Group III (In/Ga)-V (P/As)-VI (S/Se) Monolayers: A New Class of Auxetic Semiconductors with Highly Anisotropic Electronic/Optical/Mechanical/Thermal Properties

We present a theoretical design of a class of 2D semiconducting materials, namely, group III (In/Ga)-V (P/As)-VI (S/Se) monolayers, whose global-minimum structures are predicted based on the particle swarm optimization method. Electronic structure calculations suggest that all group III-V-VI monolayers exhibit quasi-direct semiconducting characteristics with desirable band gaps ranging from 1.76 to 2.86 eV (HSE06 functional).
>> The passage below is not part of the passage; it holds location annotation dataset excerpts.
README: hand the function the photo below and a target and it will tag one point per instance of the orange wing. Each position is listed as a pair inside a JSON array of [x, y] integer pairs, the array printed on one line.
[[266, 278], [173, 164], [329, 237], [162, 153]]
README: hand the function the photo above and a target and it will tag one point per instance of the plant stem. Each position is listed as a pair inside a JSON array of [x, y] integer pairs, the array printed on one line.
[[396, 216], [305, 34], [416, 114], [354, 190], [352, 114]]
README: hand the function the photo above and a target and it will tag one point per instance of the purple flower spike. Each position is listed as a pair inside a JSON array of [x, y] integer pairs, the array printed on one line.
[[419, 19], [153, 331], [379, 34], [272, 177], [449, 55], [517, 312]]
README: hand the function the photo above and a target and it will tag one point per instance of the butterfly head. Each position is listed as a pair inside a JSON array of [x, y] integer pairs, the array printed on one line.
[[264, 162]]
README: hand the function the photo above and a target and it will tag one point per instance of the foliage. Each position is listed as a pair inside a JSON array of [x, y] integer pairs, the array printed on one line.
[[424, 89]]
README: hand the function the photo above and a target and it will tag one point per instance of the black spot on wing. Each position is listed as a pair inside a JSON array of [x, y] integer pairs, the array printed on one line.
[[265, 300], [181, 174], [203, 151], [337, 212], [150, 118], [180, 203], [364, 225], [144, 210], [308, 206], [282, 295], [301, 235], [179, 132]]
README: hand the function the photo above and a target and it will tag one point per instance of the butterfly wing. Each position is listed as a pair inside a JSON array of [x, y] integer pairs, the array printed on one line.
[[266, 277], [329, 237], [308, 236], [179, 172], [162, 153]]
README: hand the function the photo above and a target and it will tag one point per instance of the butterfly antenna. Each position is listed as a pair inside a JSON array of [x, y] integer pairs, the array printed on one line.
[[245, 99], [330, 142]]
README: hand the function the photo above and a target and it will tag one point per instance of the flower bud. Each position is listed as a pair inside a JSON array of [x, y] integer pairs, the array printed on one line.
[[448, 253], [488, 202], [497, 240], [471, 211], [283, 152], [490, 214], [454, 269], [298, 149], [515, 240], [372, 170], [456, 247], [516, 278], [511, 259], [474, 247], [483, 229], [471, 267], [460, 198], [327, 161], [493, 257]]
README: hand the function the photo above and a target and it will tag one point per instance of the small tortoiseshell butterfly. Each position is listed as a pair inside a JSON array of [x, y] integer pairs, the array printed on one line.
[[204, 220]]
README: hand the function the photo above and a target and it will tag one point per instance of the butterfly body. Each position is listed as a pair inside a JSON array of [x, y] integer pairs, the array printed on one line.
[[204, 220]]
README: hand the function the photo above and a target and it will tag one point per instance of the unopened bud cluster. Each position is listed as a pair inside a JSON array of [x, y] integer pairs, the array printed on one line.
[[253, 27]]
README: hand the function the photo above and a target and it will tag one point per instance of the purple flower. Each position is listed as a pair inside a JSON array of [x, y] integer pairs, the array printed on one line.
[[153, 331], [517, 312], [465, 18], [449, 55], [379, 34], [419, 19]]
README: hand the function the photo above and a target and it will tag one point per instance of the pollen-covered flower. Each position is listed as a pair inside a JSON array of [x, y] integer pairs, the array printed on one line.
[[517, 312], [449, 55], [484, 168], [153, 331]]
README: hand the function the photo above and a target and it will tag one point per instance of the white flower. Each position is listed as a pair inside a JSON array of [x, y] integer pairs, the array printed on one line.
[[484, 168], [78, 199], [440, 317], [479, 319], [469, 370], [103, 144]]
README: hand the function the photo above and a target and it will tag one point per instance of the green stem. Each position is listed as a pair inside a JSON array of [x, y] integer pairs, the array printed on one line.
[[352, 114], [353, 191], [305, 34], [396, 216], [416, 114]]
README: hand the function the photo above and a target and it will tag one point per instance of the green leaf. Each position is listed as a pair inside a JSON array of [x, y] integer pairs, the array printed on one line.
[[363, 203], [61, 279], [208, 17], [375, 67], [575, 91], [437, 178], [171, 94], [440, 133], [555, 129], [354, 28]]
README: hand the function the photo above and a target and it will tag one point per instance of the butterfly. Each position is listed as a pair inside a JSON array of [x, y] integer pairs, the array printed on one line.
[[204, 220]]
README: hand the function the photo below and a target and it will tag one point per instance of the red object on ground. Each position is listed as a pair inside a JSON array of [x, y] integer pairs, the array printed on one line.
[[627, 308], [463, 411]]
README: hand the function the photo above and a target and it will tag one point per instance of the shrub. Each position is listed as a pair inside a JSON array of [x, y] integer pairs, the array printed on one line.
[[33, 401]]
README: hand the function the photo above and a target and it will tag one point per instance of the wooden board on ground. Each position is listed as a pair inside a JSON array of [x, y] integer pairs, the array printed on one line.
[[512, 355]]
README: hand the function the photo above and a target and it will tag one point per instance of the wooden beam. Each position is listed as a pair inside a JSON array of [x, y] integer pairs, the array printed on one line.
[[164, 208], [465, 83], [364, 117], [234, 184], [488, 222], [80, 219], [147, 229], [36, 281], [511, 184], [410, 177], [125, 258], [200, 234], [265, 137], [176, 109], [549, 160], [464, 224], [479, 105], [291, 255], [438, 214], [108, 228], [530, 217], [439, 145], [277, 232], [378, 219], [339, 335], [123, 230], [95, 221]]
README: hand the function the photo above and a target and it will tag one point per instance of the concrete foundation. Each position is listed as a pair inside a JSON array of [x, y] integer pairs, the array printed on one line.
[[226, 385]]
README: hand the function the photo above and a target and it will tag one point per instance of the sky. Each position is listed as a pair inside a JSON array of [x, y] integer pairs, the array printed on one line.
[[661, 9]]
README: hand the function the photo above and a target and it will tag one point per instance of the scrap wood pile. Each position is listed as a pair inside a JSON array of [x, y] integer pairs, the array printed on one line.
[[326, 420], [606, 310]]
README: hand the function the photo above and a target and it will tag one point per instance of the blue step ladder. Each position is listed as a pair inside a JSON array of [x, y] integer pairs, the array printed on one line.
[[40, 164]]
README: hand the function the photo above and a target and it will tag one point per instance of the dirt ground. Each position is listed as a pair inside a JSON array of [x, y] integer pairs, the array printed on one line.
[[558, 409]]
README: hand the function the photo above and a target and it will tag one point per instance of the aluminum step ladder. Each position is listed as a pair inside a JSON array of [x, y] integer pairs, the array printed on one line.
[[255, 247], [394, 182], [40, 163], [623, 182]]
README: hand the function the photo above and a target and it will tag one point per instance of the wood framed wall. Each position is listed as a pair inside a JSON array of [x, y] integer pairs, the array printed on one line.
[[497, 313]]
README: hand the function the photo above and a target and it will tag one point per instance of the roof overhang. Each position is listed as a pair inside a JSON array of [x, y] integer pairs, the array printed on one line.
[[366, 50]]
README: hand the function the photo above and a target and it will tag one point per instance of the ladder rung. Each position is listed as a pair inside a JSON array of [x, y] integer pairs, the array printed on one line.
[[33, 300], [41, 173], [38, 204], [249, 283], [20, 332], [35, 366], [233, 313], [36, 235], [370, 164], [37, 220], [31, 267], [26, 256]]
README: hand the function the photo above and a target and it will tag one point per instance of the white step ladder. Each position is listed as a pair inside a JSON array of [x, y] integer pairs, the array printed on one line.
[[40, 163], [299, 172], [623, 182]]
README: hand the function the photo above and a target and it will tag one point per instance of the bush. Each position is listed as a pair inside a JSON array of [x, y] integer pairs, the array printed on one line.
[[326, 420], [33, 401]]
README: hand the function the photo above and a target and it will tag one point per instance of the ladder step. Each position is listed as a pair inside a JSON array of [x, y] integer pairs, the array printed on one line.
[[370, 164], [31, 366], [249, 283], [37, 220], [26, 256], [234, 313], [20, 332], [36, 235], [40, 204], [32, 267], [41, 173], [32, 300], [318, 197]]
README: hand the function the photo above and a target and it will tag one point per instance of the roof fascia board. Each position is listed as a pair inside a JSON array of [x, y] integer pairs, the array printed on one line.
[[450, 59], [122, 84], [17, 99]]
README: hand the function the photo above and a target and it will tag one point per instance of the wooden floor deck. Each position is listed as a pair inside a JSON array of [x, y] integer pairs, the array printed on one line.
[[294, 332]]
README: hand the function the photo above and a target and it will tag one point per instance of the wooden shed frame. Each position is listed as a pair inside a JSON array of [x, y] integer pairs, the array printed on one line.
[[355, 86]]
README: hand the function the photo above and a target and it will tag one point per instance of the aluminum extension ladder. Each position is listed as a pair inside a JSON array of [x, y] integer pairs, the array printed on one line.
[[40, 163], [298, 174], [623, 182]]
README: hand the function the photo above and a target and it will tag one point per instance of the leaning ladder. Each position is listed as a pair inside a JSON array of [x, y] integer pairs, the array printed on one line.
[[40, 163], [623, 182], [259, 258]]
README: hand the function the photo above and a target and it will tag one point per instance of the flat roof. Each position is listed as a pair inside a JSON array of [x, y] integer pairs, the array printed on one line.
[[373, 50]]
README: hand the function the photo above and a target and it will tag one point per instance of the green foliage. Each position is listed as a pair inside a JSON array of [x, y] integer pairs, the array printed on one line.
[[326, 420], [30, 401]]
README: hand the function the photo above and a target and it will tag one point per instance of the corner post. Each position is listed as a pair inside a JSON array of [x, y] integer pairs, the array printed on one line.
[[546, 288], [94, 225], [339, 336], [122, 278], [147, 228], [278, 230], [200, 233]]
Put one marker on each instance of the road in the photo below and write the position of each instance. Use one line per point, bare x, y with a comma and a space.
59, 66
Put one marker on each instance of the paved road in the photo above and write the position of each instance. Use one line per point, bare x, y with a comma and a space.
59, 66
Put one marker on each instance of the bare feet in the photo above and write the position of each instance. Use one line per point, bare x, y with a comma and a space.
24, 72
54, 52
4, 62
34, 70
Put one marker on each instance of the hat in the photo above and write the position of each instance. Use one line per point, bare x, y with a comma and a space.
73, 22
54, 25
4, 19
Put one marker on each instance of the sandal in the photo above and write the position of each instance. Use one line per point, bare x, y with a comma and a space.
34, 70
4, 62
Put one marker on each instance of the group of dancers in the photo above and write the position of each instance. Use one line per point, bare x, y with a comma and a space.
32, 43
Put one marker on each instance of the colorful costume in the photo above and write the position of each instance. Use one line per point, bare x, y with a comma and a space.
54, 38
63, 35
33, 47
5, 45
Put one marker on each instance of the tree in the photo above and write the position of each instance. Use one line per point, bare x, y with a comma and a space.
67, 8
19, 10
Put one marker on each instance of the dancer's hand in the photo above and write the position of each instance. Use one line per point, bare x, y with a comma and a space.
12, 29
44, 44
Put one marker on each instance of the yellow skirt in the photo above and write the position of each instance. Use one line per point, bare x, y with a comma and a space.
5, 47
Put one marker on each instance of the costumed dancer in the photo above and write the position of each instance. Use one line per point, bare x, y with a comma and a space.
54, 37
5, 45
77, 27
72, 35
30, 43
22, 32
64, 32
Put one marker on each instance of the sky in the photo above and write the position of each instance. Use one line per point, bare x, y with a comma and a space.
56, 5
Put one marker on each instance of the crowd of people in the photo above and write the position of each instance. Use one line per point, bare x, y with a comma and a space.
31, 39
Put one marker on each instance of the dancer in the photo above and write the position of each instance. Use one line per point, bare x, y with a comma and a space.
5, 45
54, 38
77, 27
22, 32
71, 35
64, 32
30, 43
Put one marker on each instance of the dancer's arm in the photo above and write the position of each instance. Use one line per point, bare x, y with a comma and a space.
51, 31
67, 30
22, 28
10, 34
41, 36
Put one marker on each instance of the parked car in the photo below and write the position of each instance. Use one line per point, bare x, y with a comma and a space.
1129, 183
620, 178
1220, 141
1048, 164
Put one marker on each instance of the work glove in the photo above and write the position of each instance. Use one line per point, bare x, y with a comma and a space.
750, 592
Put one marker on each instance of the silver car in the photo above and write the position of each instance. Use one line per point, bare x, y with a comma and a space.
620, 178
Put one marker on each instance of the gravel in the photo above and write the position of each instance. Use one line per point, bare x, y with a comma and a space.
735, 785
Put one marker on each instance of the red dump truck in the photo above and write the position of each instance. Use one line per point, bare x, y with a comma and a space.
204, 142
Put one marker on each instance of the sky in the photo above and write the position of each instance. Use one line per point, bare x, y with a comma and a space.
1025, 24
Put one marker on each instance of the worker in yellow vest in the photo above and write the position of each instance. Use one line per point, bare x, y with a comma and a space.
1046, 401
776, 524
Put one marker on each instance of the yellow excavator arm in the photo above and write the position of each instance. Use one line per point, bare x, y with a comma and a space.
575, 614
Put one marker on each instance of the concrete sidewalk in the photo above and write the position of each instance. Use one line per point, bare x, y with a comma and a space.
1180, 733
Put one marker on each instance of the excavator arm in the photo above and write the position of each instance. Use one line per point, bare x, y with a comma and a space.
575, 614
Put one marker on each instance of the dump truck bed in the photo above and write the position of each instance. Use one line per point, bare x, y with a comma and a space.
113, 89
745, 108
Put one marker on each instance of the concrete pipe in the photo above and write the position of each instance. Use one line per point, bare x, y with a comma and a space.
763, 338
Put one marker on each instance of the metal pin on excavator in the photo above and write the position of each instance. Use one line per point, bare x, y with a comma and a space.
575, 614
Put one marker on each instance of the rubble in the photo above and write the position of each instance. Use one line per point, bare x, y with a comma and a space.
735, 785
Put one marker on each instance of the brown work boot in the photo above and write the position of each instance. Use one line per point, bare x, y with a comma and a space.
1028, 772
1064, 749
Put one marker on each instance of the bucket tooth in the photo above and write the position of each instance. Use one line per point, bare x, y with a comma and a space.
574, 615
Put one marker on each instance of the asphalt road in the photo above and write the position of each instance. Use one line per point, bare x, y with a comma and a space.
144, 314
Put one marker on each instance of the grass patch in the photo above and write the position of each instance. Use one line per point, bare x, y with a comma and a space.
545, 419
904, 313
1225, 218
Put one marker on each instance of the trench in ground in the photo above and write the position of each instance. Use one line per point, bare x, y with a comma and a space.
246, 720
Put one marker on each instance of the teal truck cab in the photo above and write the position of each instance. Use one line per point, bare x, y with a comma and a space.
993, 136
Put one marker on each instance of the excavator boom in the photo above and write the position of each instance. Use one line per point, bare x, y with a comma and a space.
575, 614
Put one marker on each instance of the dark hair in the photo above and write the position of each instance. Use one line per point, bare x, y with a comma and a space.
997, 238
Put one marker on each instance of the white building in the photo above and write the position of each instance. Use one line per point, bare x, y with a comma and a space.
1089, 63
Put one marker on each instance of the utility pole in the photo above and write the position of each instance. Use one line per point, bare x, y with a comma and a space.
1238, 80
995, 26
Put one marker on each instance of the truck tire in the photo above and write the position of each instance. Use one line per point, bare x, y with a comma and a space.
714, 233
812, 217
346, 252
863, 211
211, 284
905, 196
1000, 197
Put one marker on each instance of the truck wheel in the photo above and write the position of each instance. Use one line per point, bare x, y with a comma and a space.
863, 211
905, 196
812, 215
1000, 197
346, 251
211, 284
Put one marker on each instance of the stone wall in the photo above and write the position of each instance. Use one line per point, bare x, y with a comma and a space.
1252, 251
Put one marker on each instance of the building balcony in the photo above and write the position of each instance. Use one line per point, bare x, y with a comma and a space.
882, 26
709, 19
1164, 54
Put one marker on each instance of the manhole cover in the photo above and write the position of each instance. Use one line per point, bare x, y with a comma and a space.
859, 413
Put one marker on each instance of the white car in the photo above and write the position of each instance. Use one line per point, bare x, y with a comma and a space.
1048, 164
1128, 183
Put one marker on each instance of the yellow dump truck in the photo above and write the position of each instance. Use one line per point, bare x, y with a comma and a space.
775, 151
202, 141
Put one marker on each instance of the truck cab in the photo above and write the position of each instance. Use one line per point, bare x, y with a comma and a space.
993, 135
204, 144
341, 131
Moreover, most group III-V-VI monolayers possess highly anisotropic carrier mobilities with large anisotropic ratios (3.4-6 for electrons, 2.2-25 for holes). G(0)W(0)+BSE calculations suggest that these monolayers show high optical anisotropy and relatively large exciton binding energies (0.33-0.75 eV), comparable to that (0.5 eV) of MoS2 monolayer. In particular, the GaPS monolayer manifests strikingly anisotropic I-V curves with a large ON/OFF ratio of similar to 10(5) (10(6) for the GaPS bilayer) and anisotropic lattice thermal conductivity. Furthermore, the GaPS monolayer is predicted to exhibit both in-plane and out-of-plane negative Poisson ratios (NPRs) and prominent anisotropic Young moduli.